An empty spot between the house and my west verandah steps stayed that way for several years while I casually kept an eye open for the perfect plant.
A plant that produces flowers like this is worth babying over the winter. This tree hibiscus appreciates misting and a cool location inside.
Carla Allen photo
This spring I found it in the form of a braided hibiscus tree at a local garden centre.
It was the deep salmon-coloured bloom that attracted me to this little standard. A few weeks after planting it I was thrilled to discover it was actually a multi-coloured bloomer with ruffled white, pink and red flowers in addition to the colour I saw.
After a month-long adjustment period in the ground and regular deep watering and fertilizing, the tree began producing more blooms.
By the time October arrived, the tree was loaded with buds. Each flower would last a day or two before twisting itself closed and dropping off.
As the weather became colder I knew I had to move the plant indoors. Hibiscus trees are not native to our climate and must be brought inside to survive.

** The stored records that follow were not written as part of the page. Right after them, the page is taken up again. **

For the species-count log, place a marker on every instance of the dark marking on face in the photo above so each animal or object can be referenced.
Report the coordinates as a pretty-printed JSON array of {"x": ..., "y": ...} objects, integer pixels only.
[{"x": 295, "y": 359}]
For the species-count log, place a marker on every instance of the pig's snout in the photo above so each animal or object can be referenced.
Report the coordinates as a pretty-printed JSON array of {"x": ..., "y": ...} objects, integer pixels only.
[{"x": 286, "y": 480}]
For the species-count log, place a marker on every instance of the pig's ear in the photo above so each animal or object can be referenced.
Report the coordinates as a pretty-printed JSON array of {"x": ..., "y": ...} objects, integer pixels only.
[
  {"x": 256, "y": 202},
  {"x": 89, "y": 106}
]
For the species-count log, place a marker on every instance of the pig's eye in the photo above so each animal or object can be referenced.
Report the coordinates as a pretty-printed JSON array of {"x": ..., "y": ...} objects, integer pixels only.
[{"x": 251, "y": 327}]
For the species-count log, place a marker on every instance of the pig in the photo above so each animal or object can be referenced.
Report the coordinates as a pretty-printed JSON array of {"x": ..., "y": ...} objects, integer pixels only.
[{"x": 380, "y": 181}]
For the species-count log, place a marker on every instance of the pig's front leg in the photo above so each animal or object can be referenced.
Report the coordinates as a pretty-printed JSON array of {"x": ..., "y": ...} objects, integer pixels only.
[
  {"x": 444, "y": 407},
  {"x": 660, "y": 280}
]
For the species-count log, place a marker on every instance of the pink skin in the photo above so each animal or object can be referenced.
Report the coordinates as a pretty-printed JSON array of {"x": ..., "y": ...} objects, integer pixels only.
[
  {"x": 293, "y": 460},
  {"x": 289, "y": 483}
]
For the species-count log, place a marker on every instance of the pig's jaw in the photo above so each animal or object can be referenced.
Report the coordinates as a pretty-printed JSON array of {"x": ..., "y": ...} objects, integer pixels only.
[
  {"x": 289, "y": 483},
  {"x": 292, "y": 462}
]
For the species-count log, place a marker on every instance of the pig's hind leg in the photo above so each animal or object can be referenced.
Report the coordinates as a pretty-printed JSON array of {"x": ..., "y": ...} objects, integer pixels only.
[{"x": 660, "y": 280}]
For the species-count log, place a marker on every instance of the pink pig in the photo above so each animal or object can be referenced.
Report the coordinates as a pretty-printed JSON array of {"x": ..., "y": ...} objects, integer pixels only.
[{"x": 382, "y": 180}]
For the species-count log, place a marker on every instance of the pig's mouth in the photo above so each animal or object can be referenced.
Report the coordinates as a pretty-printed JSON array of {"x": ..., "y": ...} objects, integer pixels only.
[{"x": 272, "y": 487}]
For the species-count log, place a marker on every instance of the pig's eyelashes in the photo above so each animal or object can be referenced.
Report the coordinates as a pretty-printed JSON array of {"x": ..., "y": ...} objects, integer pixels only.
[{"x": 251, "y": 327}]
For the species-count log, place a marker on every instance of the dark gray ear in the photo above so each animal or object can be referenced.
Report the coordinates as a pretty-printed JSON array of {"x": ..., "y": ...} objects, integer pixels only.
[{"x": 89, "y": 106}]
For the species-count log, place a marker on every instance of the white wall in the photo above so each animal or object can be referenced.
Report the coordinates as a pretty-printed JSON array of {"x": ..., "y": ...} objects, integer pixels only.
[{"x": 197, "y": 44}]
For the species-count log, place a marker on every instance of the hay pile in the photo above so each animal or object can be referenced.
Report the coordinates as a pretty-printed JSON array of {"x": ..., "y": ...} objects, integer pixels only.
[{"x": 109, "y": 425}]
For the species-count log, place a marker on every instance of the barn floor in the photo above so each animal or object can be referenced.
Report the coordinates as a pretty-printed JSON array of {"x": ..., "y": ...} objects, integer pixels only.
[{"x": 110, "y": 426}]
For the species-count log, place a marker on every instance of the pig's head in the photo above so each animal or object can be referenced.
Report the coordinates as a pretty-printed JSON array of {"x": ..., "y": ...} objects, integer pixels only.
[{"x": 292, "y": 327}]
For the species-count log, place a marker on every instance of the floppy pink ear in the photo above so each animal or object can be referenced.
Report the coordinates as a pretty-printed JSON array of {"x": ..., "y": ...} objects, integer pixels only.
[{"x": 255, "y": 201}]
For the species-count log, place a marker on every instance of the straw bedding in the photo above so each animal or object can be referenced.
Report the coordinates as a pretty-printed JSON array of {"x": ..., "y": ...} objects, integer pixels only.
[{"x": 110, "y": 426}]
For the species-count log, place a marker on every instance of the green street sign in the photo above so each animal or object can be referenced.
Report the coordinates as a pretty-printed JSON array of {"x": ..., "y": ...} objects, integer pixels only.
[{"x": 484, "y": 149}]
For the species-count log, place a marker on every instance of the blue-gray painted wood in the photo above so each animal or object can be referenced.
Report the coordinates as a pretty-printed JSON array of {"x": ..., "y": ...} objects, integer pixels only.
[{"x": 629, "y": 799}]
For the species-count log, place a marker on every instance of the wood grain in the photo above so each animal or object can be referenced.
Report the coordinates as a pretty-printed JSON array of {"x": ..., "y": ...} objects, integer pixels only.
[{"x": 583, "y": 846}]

It's best to park these trees in as bright and cool an area as possible. I mist mine with diluted kelp meal concentrate at least once a week and constantly inspect it for dryness.
Shortly after bringing it indoors, it began dropping a few leaves and buds. I found that the higher the temperature (some evenings I turned on an electric fireplace in the same room as the tree) the more the tree shed its foliage.
Through research I've learned it's normal for this tree to lose some leaves during the transition from outside to in. It's also good to remove those that appear to be affected by pests or fungus and to dispose of them to prevent the spreading of disease. Continued fertilization at half strength is recommended and 1/3 of the tree should be pruned back during March or April for full, healthy regrowth in time for its move outdoors.
It's going to be interesting when it comes to continuing the braided trunk. New vertical growth that appears next to the branches already braided will have to be pulled in and tied to the braided ones. New horizontal buds must be pruned from these branches and the length of the central shaft as it grows.
Once May arrives I'll be moving the pot outside and covering the tree on nights when frost is forecast. By the end of May it will be removed from the pot and re-installed in its own special spot.